More than Just Buses.
A Growing London Needs BRT
In the next 20 years, London will grow by an estimated 84,000 people. That’s like adding the population of eight Masonville neighbourhoods to our city by 2030 – meaning a lot more gridlock on our roads. As our city grows, BRT will help traffic flow smoothly for everyone, carrying thousands of transit riders in dedicated bus lanes and improving cycling paths to encourage more people to commute on two wheels. With ridership numbers climbing by 20 per cent between 2006 and 2016, BRT will give our growing population the range of efficient transportation options we need to get where we need to go.
Enhanced Bus Service
BRT is part of an overall 35 per cent increase in bus service hours across the city’s entire system – which means more buses, in more places, more often. The most important element of a BRT system that improves frequency and reliability and saves time is dedicated lanes. If we simply add more regular buses to the road, those buses would still be mixed with regular traffic, and would experience delays from congestion. With BRT, riders can count on buses coming every 5 and 10 minutes along 38 stops throughout the north/east and south/west corridors, and will enjoy more frequent service from existing local LTC feeder routes in their neighbourhoods.

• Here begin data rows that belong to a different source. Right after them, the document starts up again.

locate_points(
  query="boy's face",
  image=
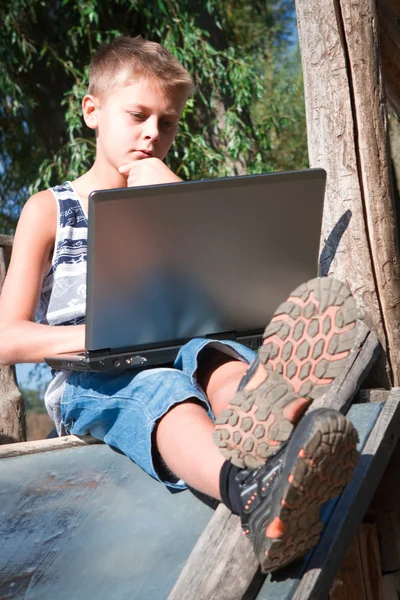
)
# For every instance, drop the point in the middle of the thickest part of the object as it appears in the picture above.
(136, 121)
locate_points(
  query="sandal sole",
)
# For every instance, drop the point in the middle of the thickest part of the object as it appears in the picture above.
(319, 464)
(305, 347)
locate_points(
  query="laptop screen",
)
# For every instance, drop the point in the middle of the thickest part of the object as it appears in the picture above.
(192, 259)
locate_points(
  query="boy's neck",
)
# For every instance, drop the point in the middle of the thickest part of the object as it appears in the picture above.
(99, 177)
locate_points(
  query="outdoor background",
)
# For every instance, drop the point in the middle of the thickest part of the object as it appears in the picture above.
(247, 115)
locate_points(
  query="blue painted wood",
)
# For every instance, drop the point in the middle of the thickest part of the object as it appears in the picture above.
(282, 584)
(88, 523)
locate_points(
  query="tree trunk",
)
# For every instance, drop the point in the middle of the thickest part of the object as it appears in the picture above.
(348, 137)
(12, 412)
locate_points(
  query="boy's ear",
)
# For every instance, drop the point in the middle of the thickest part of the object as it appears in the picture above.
(90, 105)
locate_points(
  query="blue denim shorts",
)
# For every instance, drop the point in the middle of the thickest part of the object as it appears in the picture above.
(122, 409)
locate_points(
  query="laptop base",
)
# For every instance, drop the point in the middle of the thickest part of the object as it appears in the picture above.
(114, 362)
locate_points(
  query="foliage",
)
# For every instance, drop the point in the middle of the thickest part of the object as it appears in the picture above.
(247, 114)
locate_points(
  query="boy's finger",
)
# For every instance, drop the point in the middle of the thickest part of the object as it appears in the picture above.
(126, 168)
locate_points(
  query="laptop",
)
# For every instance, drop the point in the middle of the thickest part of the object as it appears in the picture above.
(210, 258)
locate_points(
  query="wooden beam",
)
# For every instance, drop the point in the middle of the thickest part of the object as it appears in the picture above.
(34, 447)
(388, 526)
(352, 505)
(12, 411)
(389, 38)
(349, 582)
(371, 561)
(340, 395)
(347, 136)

A Plan Developed by Londoners Uniquely for London
Over the past year, the BRT project team has held hundreds of hours of consultation in meetings, stakeholder sessions, and public workshops. But consultation with Londoners on rapid transit has been ongoing for nearly a decade, through some of the city’s largest-ever public engagement exercises, including SmartMoves 2030, the London Plan and the Rapid Transit Master Plan. Before landing on BRT as a vision to meet London’s transit needs, City, staff and Councillors consulted with thousands of citizens, businesses, and neighbourhood groups during those planning processes – and that will continue through design and implementation of the BRT system.
BRT doesn’t just add dedicated bus lanes. With the improved road design and smart traffic signals that will be paid for through the BRT project, everyone will have a better commute -- transit riders, cyclists, pedestrians and vehicle drivers alike. It will repair and revitalize the full road width surface including general traffic lanes, sidewalks and streetscaping, and it will do this with other levels of government contributing 74 cents on the dollar. The majority of the BRT corridors are overdue for reconstruction, and without BRT, the cost of those road improvements would be fully funded by local tax dollars.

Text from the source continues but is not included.